İLK DERECE MAHKEMESİ KARARI ÖZETİ:
İlk derece mahkemesince; “… Davanın REDDİNE …” şeklinde hüküm kurulmuştur.
İlk derece mahkemesince verilen karara karşı davacı vekili tarafından istinaf yoluna başvurulmuştur.
İLERİ SÜRÜLEN İSTİNAF SEBEPLERİ:
Davacı vekili istinaf dilekçesinde özetle; kooperatif kayıtlarının düzensiz gelişigüzel ve keyfi yapılması nedeni ile davalı kooperatif defterlerinin delil değeri bulunmadığını, ihraç sonrası yapılan Genel Kurulda ihraç işlemi oylamaya alınmadığı gibi, davacıya yapılacak ödeme için de herhangi bir karar alınmadığını, davacının üyelikten ihracına ilişkin karar ilk genel kurulda onaylanmadığından kararın iptal edilmesi gerektiğini, kooperatif defterleri incelendiğinde davacıya çıkartılan borcun gerçek anlamda olmadığı, aidat borcu için üyelikten ihraç yapılamayacağı, üyelik aidatının ve hesaplamasının yerinde olmadığı, varsa bile zamanaşımına uğradığı, kooperatif yetkililerinin keyfi hareket ettiği, istediği üyeyi idare ettiği, istemediğini bu yolla çıkarttığı, yapı faaliyeti olarak herhangi bir faaliyeti kalmadığı, apartman aidatlarının zaten toplandığı, üyelik aidatının olmayacağı ve bu nedenle üye çıkartılamayacağının açık olduğunu, yapı kooperatifinin görevi sona ermiş olup, apartman giderleri için çıkartılan aidat ödemeleri nedeni ile üyelik ihracı yapılamayacağını, davalının site yönetimi olduğunu, kooperatifin amacının sona erdiğini, davacıyı ihraç eden davalı kooperatifin alacağı için itirazın iptali davası açtığını, davacının ihracı için yapılan takibin devam ettiğini, davacının haciz baskısına alındığını ancak üyelikten de atıldığını, bu çelişkinin dahi davacının ihraç kararının yerinde olmadığını ortaya koyduğunu belirterek; istinaf taleplerinin kabulüne, yerel mahkeme kararının kaldırılmasına karar verilmesi talebiyle istinaf yoluna başvurmuştur.

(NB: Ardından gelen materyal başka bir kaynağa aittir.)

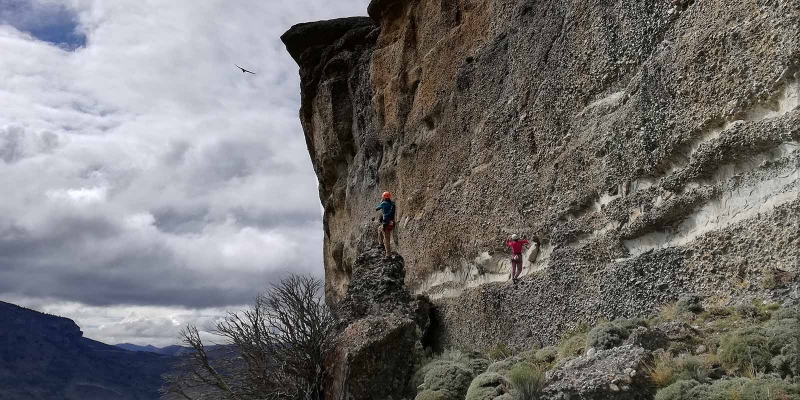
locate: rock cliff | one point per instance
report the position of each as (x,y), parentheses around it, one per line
(651,145)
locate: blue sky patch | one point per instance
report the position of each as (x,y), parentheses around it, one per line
(50,23)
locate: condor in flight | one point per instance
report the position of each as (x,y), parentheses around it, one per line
(244,70)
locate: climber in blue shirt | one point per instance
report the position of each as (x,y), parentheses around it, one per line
(387,208)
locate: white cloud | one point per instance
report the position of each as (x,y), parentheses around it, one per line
(145,169)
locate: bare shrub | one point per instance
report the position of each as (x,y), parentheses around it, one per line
(274,350)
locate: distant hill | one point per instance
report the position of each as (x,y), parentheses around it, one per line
(167,351)
(46,357)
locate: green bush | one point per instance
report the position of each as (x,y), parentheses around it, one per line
(667,370)
(744,388)
(499,352)
(468,360)
(739,388)
(605,336)
(502,367)
(690,367)
(751,312)
(486,386)
(436,395)
(453,379)
(745,351)
(782,335)
(527,381)
(677,391)
(419,376)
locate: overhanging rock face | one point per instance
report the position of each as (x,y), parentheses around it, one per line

Davalı vekili cevap dilekçesinde özetle; bilirkişi raporunun davalının iddialarını teyit ettiğini, davacının kooperatife üye olduğu günden bu yana hiçbir şekilde aidat ödemesi yapmadığı halde ve üstelik diğer ödeme yükümlülüklerimi de yerine getirmediği halde borcunun olmadığı yönündeki beyanın kabul edilebilir yanı bulunmadığını, kooperatifin amacını henüz gerçekleştirmediğini ve tasfiye olmadığını, Kooperatifler Kanunu’nun 16. maddesi gereğince; haklarında çıkarılma kararı bulunan ancak çıkarılma kararı kesinleşmeyen üyelerin hak ve yükümlülüklerinin, çıkarılma kararı kesinleşinceye kadar devam edeceğini, davacının çıkarılma kararı bulunmasına rağmen, karar henüz kesinleşmemiş olduğundan dairesinde oturduğunu, kooperatif haklarından yararlanırken aidatları ise ödemediğini, hakları kullanırken çıkarılma kararı ileri sürmeyen davacının borçların ifasında çıkarılma kararını ileri sürmesinin hakkaniyet ile örtüşmeyeceği gibi, iyiniyetli olmadığını da gösterdiğini, kanun maddesi açık olduğundan, davacının çıkarılma kararı kesinleşinceye kadar aidatları işlemeye devam edeceğinden ödenmeyen aidatlar içinde icrai takip yapılmasının mümkün olacağını belirterek; haksız istinaf başvurusunun reddine karar verilmesini talep etmiştir.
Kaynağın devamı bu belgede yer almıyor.